Document Conversion

Convert PDF, HWPX, DOCX, XLSX, and text files into Markdown for workflows and RAG

Gencow document conversion turns uploaded files into faithful Markdown for retrieval pipelines, citations, and long-running workflow jobs.

The public app code calls wf.services.document.convert() from a workflow(). The platform owns provider routing, cost guards, provider secrets, and self-hosted converter endpoints.

When to use it

Use document conversion when an app needs to:

  • ingest uploaded files into RAG corpora
  • preserve document headings, lists, tables, and reading order as Markdown
  • handle Korean office formats such as HWP, HWPX, and HWPML
  • run OCR or VLM conversion only when explicitly requested

Do not call document conversion from a normal procedure.query or procedure.mutation. It can run external services and is workflow-only.

Basic workflow

import { workflow, v } from "@gencow/core";

export const convertDocument = workflow("documents.convert", {
    args: {
        storageId: v.string(),
        filename: v.string(),
        mimeType: v.optional(v.string()),
    },
    handler: async (wf, { storageId, filename, mimeType }) => {
        return wf.services.document.convert({
            storageId,
            filename,
            mimeType,
            corpus: "knowledge-base",
            visibility: "shared",
            provider: "auto",
        });
    },
});

The result includes both plain text and Markdown plus provider trace metadata:

const result = await wf.services.document.convert({
    storageId,
    filename: "policy.hwpx",
    corpus: "policies",
    visibility: "shared",
    provider: "auto",
});

result.markdown;
result.text;
result.sections;
result.pages;
result.warnings;
result.providerTrace.provider; // "local_text", "kordoc", "opendataloader", "openai", ...

Supported formats

Format Support Default auto path
TXT, Markdown, HTML, CSV Supported local_text
PDF Supported kordoc quality gate -> opendataloader when configured
HWP, HWPX, HWPML Supported kordoc -> opendataloader when configured
DOCX Supported kordoc -> opendataloader when configured, with local fallback where available
XLSX Supported kordoc -> opendataloader when configured
PPTX Not supported yet planned separately
legacy DOC, PPT, XLS Not supported convert to modern Office formats first

If browsers upload HWPX as application/octet-stream, Gencow infers the document type from the filename extension before routing.

Safe auto routing

provider: "auto" is the recommended default. It avoids accidental AI spend by trying local or self-hosted providers first and stopping before paid providers unless you opt in.

Text-like files:
  local_text

PDF/DOCX/XLSX/HWP/HWPX/HWPML:
  kordoc
  -> opendataloader
  -> stop with DOCUMENT_PAID_FALLBACK_REQUIRED

auto does not silently call Gemini, OpenAI, OCR, or custom VLM providers.
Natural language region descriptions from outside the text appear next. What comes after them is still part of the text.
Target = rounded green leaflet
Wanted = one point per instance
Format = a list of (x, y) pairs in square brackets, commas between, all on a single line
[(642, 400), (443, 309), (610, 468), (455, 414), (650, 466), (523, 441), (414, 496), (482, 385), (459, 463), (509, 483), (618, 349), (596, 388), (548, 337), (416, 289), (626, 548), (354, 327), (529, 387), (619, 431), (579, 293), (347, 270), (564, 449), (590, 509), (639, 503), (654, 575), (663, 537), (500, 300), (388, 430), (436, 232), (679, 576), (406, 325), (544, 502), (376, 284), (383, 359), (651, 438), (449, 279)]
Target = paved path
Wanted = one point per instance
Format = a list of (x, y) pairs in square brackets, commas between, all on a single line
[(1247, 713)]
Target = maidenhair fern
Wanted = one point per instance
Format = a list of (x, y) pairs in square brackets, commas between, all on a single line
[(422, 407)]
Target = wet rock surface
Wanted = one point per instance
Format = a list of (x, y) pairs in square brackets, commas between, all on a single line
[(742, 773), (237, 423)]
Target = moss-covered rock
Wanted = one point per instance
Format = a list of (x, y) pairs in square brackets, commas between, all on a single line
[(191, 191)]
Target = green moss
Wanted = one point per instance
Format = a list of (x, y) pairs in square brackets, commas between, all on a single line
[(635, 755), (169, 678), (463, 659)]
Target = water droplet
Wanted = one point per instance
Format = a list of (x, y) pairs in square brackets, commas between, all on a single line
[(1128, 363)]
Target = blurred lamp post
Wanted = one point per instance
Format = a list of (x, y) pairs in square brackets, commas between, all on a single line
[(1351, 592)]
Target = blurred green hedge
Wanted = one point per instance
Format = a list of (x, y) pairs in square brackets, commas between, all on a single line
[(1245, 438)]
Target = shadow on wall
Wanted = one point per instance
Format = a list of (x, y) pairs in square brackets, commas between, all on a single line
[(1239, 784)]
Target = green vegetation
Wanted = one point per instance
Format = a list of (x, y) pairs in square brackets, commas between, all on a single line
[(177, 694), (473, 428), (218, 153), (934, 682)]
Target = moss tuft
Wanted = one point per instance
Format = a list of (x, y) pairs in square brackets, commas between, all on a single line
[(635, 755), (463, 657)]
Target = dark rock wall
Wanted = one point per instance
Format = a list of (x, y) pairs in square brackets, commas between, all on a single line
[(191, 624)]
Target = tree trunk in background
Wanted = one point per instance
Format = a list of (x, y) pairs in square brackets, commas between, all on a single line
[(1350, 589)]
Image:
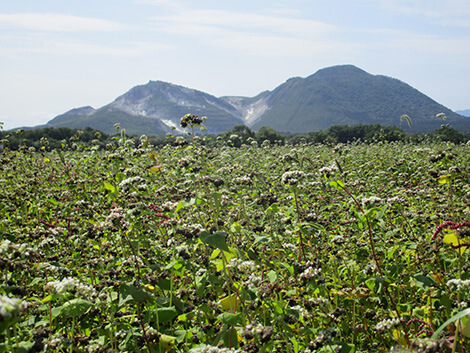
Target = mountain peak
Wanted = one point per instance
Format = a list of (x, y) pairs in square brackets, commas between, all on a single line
[(336, 95)]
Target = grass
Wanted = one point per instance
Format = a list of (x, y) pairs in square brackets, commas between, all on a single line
[(254, 249)]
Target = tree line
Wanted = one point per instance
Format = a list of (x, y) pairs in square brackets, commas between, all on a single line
[(49, 138)]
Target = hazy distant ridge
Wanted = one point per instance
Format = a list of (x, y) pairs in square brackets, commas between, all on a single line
[(332, 96)]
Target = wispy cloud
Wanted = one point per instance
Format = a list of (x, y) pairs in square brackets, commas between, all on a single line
[(250, 33), (211, 21), (39, 44), (55, 22), (454, 13)]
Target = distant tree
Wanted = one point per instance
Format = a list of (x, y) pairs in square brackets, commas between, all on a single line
[(268, 133), (447, 133)]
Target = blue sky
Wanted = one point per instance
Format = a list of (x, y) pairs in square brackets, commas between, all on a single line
[(56, 55)]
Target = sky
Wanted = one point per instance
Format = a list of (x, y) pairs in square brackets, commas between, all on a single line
[(56, 55)]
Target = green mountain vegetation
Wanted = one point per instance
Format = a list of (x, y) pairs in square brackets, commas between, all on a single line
[(347, 95), (338, 95), (104, 119)]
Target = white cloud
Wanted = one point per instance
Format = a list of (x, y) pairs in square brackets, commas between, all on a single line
[(445, 12), (210, 21), (55, 22)]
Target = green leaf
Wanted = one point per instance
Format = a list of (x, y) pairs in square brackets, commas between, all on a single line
[(166, 341), (138, 294), (423, 282), (230, 319), (179, 207), (337, 184), (216, 240), (166, 314), (457, 316), (109, 187), (75, 307)]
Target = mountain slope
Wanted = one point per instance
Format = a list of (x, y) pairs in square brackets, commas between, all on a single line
[(347, 95), (335, 95), (154, 108), (104, 119)]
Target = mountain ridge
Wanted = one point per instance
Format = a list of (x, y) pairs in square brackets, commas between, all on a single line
[(337, 95)]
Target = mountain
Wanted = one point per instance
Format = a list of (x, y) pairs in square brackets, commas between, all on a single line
[(153, 109), (344, 95), (337, 95), (465, 112)]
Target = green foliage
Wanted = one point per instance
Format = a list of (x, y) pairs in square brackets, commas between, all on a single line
[(282, 249), (347, 95)]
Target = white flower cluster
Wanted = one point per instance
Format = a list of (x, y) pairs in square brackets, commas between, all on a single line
[(248, 266), (254, 281), (339, 239), (68, 285), (292, 177), (137, 180), (458, 284), (7, 247), (371, 200), (10, 308), (244, 180), (48, 242), (117, 219), (310, 273), (205, 348), (387, 324)]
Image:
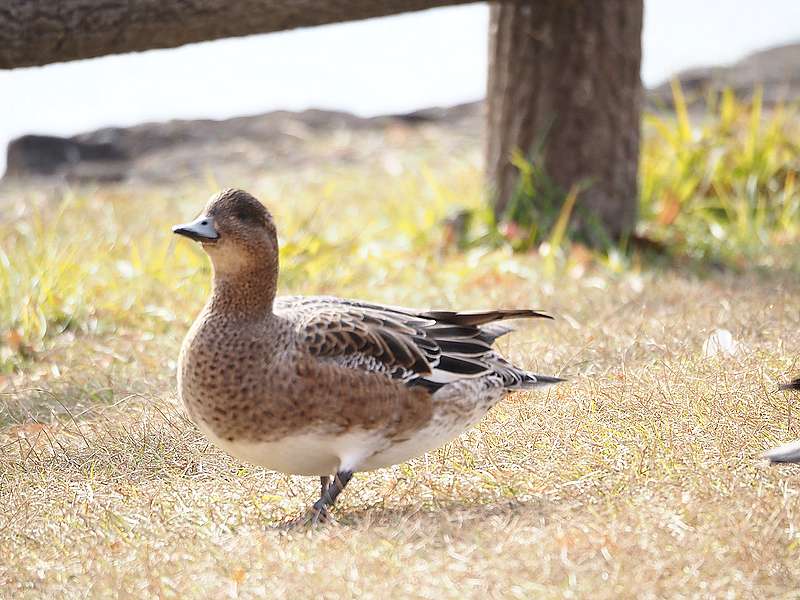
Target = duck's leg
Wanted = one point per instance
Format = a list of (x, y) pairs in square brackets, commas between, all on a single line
[(329, 494)]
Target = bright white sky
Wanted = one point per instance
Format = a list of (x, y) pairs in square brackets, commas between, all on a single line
[(394, 64)]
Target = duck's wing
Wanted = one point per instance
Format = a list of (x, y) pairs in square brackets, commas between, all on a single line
[(788, 453), (425, 348)]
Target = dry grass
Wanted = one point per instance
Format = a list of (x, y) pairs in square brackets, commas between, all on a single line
[(639, 477)]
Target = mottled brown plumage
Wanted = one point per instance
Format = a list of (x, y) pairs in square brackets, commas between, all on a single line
[(322, 385)]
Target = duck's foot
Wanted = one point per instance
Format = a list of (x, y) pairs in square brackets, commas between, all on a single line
[(330, 488)]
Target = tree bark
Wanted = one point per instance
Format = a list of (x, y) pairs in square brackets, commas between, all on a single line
[(566, 73), (38, 32)]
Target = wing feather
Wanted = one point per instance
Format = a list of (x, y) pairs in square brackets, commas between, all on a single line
[(422, 348)]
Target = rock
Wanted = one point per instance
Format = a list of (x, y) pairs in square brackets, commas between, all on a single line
[(777, 70), (242, 146), (50, 156)]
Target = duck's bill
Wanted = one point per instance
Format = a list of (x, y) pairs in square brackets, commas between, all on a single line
[(200, 230)]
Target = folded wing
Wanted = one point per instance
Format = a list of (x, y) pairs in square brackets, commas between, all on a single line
[(420, 348)]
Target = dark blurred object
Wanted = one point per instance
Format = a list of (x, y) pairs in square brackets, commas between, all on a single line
[(792, 385)]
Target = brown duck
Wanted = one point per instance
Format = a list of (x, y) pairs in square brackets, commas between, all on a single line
[(321, 385)]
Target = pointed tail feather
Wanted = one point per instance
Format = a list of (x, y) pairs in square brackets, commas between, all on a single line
[(491, 331), (532, 380)]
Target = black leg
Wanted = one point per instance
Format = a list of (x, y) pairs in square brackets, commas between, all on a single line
[(330, 494)]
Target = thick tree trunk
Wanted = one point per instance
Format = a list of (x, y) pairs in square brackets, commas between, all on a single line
[(566, 72), (38, 32)]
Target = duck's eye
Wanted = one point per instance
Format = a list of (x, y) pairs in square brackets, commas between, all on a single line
[(245, 216)]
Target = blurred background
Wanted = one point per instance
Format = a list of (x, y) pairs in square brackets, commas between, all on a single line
[(380, 66)]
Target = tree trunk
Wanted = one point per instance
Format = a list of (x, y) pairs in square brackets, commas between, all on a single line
[(566, 73), (38, 32)]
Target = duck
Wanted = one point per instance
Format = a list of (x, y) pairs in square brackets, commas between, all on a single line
[(790, 452), (324, 386)]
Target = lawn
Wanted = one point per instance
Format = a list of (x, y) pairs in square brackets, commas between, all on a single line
[(638, 477)]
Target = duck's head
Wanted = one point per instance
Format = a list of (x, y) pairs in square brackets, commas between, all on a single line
[(236, 231)]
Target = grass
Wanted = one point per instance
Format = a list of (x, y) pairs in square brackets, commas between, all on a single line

To allow paid fallback, set paidFallback: true and cap the request:

await wf.services.document.convert({
    storageId,
    filename: "scan.pdf",
    mimeType: "application/pdf",
    corpus: "knowledge-base",
    visibility: "shared",
    provider: "auto",
    paidFallback: true,
    maxServiceCredits: 500,
});

If paidFallback: true is set without maxServiceCredits, the platform default cap still applies before any paid provider call.

Explicit providers

Use an explicit provider when you want a specific route and do not want auto selection.
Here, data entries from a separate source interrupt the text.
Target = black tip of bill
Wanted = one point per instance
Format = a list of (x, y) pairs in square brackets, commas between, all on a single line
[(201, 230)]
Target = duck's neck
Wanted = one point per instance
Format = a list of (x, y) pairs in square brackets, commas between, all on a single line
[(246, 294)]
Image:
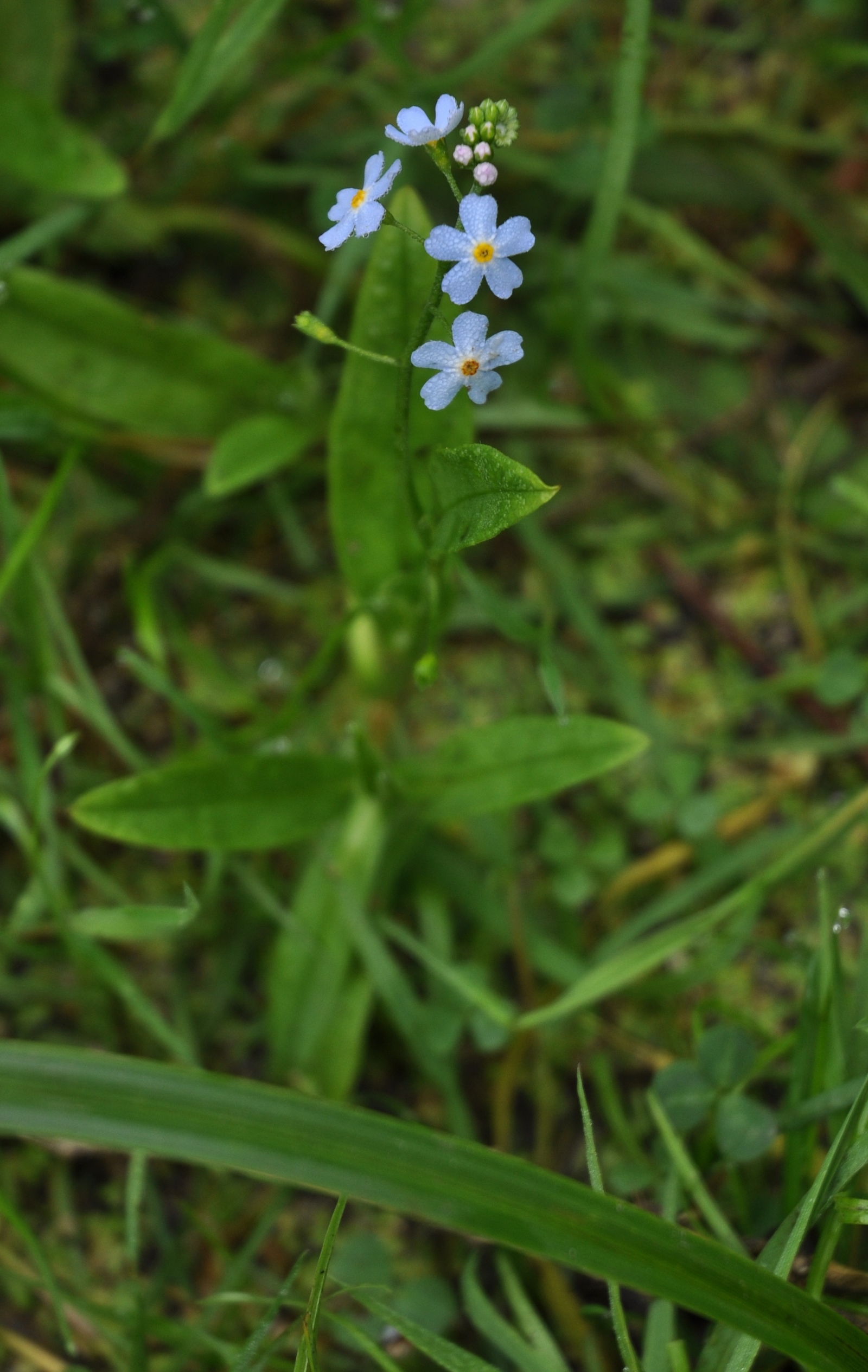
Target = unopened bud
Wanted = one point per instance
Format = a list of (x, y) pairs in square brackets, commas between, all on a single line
[(486, 173)]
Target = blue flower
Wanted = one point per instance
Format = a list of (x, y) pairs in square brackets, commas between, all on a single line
[(357, 212), (483, 250), (469, 364), (414, 128)]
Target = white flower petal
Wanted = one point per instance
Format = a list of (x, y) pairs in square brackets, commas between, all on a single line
[(502, 349), (513, 237), (482, 385), (343, 203), (373, 168), (435, 354), (368, 219), (503, 276), (469, 334), (463, 282), (334, 238), (385, 184), (416, 124), (442, 388), (479, 214), (448, 114), (448, 245)]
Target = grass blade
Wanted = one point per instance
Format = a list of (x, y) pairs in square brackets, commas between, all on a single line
[(219, 1121)]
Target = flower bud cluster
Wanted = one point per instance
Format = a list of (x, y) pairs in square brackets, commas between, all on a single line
[(492, 123)]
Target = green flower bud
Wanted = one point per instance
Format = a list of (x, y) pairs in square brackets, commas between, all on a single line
[(506, 128)]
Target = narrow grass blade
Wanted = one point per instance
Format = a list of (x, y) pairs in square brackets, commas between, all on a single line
[(441, 1350), (637, 960), (692, 1179), (251, 1349), (33, 1246), (35, 528), (626, 1347), (209, 1120), (306, 1356)]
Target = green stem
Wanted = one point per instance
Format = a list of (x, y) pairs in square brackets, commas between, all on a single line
[(390, 219), (405, 380), (617, 164), (439, 157)]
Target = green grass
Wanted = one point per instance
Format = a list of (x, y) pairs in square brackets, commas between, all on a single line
[(367, 770)]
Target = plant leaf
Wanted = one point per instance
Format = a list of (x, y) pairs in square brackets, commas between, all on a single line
[(99, 359), (231, 1122), (513, 762), (47, 151), (479, 492), (225, 803), (221, 44), (253, 449)]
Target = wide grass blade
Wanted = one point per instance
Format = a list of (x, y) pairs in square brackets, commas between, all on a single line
[(229, 1122)]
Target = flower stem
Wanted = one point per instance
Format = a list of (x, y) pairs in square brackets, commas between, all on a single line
[(437, 151), (390, 219), (405, 378)]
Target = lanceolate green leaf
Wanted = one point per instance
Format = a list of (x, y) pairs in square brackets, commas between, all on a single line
[(221, 44), (98, 357), (253, 449), (228, 1122), (225, 803), (369, 514), (47, 151), (513, 762), (479, 492)]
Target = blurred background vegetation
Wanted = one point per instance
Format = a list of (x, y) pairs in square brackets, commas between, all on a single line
[(703, 574)]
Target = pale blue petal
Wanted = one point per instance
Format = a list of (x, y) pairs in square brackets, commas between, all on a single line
[(442, 388), (334, 238), (385, 184), (368, 219), (373, 168), (448, 114), (503, 278), (513, 237), (502, 349), (469, 334), (463, 282), (448, 245), (435, 354), (416, 124), (479, 214), (342, 203), (482, 385)]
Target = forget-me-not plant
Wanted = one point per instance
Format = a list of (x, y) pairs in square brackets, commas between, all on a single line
[(471, 362), (482, 250), (357, 210)]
await wf.services.document.convert({
    storageId,
    filename: "contract.pdf",
    mimeType: "application/pdf",
    corpus: "contracts",
    visibility: "shared",
    provider: "kordoc",
});

Supported provider names are:

auto
local_text
kordoc
opendataloader
gemini
openai
ocr
custom_vlm

local_text is a runtime-local parser for text-like files. Platform document proxy requests reject it because the platform proxy only owns external and self-hosted providers.

Modes

Mode Behavior
auto Default. Uses safe auto routing.
text-only Uses local extraction only and fails if no usable local text exists.
no-external-provider Same safety intent as text-only for external denial paths.
prefer-external Tries external/self-hosted providers first, then local text when allowed.
force-external Requires external provider routing. Paid providers are allowed.
force-ocr Uses OCR-oriented provider routing and prompt selection.

Kordoc operations

Kordoc-backed formats require platform-side configuration:

{
  "document": {
    "providers": {
      "kordoc": {
        "url": "http://kordoc.internal:5004",
        "token": "replace-me",
        "timeoutMs": 120000
      }
    }
  }
}

The platform process does not import or run Kordoc directly. It calls the internal infra/kordoc-server HTTP service with X-Internal-Token. Production and non-loopback Kordoc servers must require INTERNAL_TOKEN or KORDOC_INTERNAL_TOKEN.

Provider URLs, tokens, prompts, models, and paid fallback caps are platform-owned configuration. They must not be injected into tenant app environment variables.

See Deployment for platform runtime config.